Cheshire’s Ruth Whitehead, who has played a prominent role in unifying men’s and women’s golf, has been recognised for her outstanding contribution to the amateur game.
Cheshire’s Ruth Whitehead, who has played a prominent role in unifying men’s and women’s golf, has been recognised for her outstanding contribution to the amateur game with England Golf’s Gerald Micklem Award.
Ruth is the first woman to receive the award which was presented today by England Golf's outgoing President, Marian Rae, at the organisation’s annual meeting.
Ruth was a key figure in national women’s golf for many years and was closely involved with the merger of the English Golf Union and the English Women’s Golf Association (EWGA) which created England Golf.
She has been a member at Delamere Forest Golf Club for almost 40 years, becoming its first woman director and is now is its first female chairman.
Alongside Ruth’s club and national roles she has been a staunch supporter of her county, both as a player and an official, most recently as President in 2015/16.
Ruth’s motivation has always been her pleasure in the game and she said of her award:
“I’m overwhelmed, this is absolutely unbelievable. I have had such fun and enjoyment from golf, I’ve worked with wonderful people and made lovely friends. You don’t think of getting honours, you do it because you love the game.”
Ruth started golf as a 14-year-old at Sandbach, Cheshire, and, during a membership which spanned 45 years, she was ladies’ captain in the club’s golden jubilee celebrations. She was also a member at a third Cheshire club, Sandiway, for more than 35 years and has been ladies’ captain at Royal St David’s, Harlech.

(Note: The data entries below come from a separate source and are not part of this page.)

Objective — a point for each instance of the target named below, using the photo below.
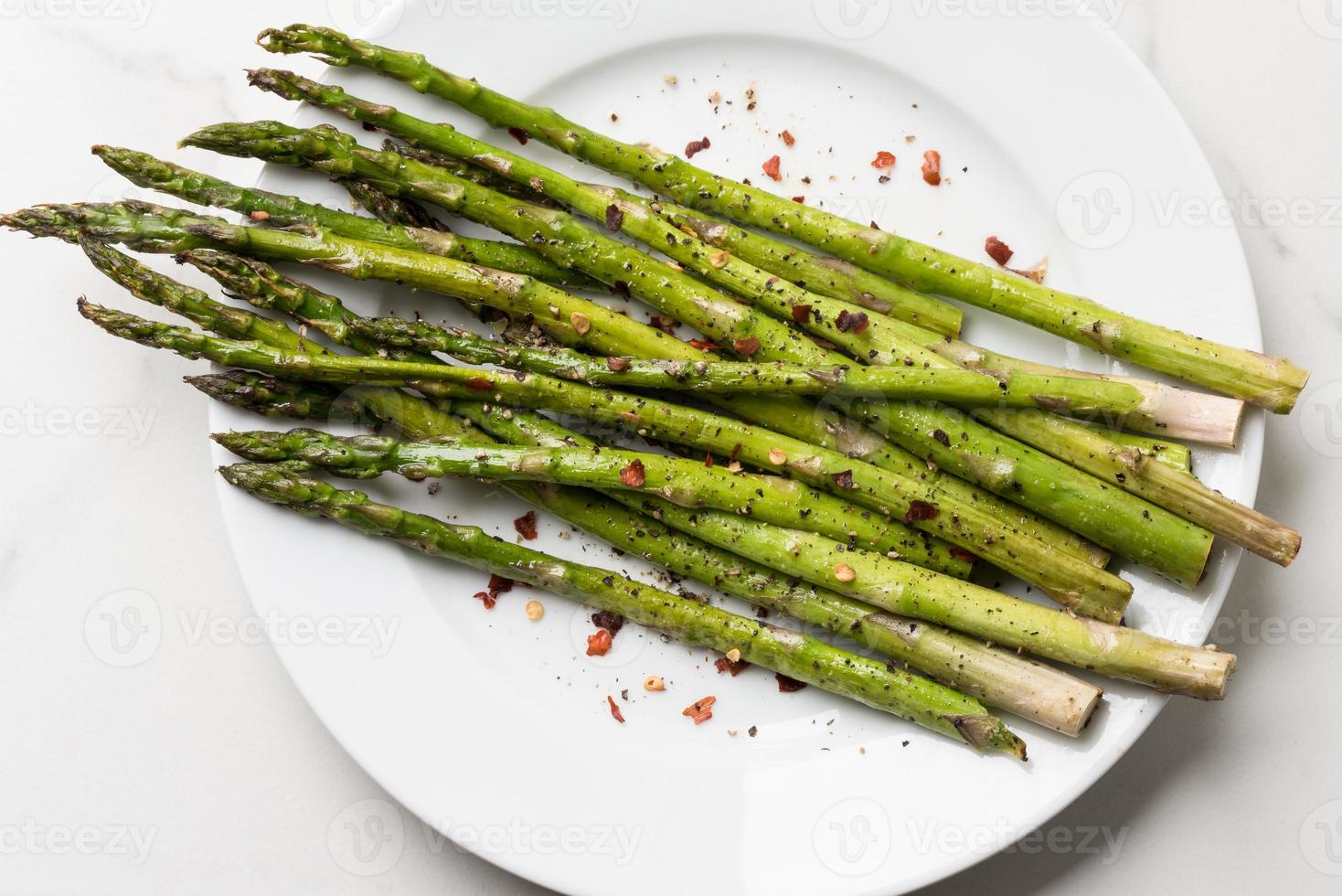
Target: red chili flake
(599, 644)
(701, 709)
(997, 250)
(746, 347)
(932, 166)
(849, 322)
(696, 146)
(633, 475)
(610, 621)
(525, 525)
(883, 160)
(723, 664)
(920, 510)
(663, 322)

Ruth’s active involvement with county, regional and national golf flourished when she retired as deputy head teacher of a large, successful comprehensive school in Nantwich.
After joining the executive of the former English Ladies’ Golf Association she helped to modernise the organisation and transform it into EWGA. Ruth was the first chairman of the new operational board, looking after the association’s golfing activities.
She was always hands-on, as busy on the course as in the committee room. Ruth ran many championships – with a particular soft spot for the English U13 and U15 girls – and officiated as an R&A-qualified referee.
As a player, Ruth held a single figure handicap for over 40 years and still plays off 11. She was a Cheshire county player and was county senior champion in 1999. She has been county captain, senior captain and the captain of the Northern vets.